El frío y las lluvias que han azotado la Península Ibérica estos últimos días seguro que ha estropeado los planes de un buen número de bikers que no han podido realizar sus salidas planeadas. Es por eso que si se quiere mantener la forma en estos días y seguir entrenando, los rodillos son una de las mejores opciones.

Pero al contrario de lo que mucha gente se puede pensar, existen diferentes tipos de rodillos en función del tipo de agarre que presenten. Hoy os hablamos de los 4 tipos distintos que puedes encontrar en el mercado para que tengáis la mayor información a la hora de adquirir estas útiles herramientas de entrenamiento.

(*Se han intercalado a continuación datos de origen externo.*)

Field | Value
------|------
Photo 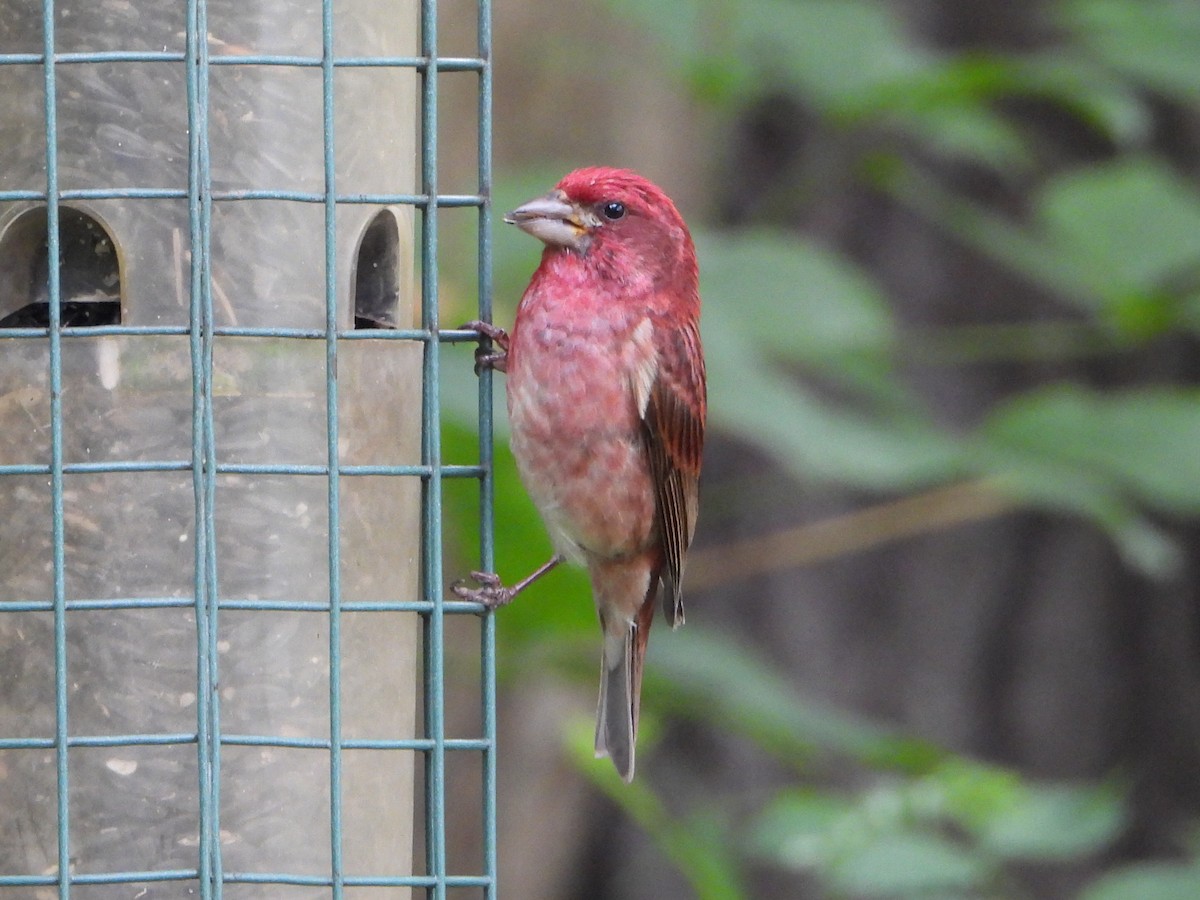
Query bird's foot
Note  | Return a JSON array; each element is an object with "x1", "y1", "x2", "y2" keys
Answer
[
  {"x1": 450, "y1": 572, "x2": 517, "y2": 611},
  {"x1": 462, "y1": 319, "x2": 509, "y2": 374}
]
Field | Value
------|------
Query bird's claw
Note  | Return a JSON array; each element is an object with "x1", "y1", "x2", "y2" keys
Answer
[
  {"x1": 462, "y1": 319, "x2": 509, "y2": 374},
  {"x1": 450, "y1": 572, "x2": 516, "y2": 611}
]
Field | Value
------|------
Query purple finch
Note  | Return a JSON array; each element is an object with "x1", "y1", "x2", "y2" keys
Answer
[{"x1": 454, "y1": 168, "x2": 706, "y2": 781}]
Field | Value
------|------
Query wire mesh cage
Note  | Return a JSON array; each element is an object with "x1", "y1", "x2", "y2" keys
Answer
[{"x1": 0, "y1": 0, "x2": 496, "y2": 899}]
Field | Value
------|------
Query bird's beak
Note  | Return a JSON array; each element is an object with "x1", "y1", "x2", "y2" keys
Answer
[{"x1": 504, "y1": 191, "x2": 596, "y2": 251}]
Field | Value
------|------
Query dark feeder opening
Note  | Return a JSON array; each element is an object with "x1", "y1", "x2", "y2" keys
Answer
[
  {"x1": 354, "y1": 209, "x2": 400, "y2": 329},
  {"x1": 0, "y1": 206, "x2": 121, "y2": 328}
]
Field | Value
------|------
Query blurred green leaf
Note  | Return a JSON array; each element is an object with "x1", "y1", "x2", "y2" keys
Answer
[
  {"x1": 829, "y1": 833, "x2": 990, "y2": 896},
  {"x1": 647, "y1": 625, "x2": 941, "y2": 772},
  {"x1": 1080, "y1": 863, "x2": 1200, "y2": 900},
  {"x1": 1037, "y1": 158, "x2": 1200, "y2": 316},
  {"x1": 750, "y1": 788, "x2": 854, "y2": 869},
  {"x1": 983, "y1": 384, "x2": 1200, "y2": 515},
  {"x1": 696, "y1": 230, "x2": 895, "y2": 364},
  {"x1": 564, "y1": 719, "x2": 748, "y2": 900},
  {"x1": 1060, "y1": 0, "x2": 1200, "y2": 101},
  {"x1": 978, "y1": 784, "x2": 1124, "y2": 859}
]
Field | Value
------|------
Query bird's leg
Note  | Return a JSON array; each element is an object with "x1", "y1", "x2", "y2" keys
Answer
[
  {"x1": 450, "y1": 553, "x2": 564, "y2": 610},
  {"x1": 462, "y1": 319, "x2": 509, "y2": 374}
]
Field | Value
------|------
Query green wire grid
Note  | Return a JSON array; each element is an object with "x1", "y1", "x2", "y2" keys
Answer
[{"x1": 0, "y1": 0, "x2": 498, "y2": 900}]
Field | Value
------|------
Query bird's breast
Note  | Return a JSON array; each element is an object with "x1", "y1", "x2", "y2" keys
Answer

1- De resistencia magnética

Son generalmente los más económicos, los más extendidos y donde encontraremos más variedad. Ofrecen resistencia al pedaleo mediante imanes ubicados cerca de la rueda de inercia metálica, que hacemos girar cuando pedaleamos y que se encuentra en la unidad de resistencia del rodillo.

2- Rodillos de fluido

En este caso, la resistencia que ofrecen es gracias a un circuito de líquido o fluido, generalmente aceite, que tiende a frenar la rueda de inercia que movilizamos al pedalear. Suelen ser los más silenciosos de todos y los que ofrecen una sensación más real de pedaleo cuando incrementamos la intensidad o cambiamos de desarrollo.

3- De transmisión directa

Son rodillos en los que conectamos la cadena de nuestra bici a una rueda simulada que forma parte del rodillo.

4- De equilibrio

En ellos la bicicleta rueda libremente sobre tres rulos o cilindros y, por tanto, debemos mantener el equilibrio al pedalear.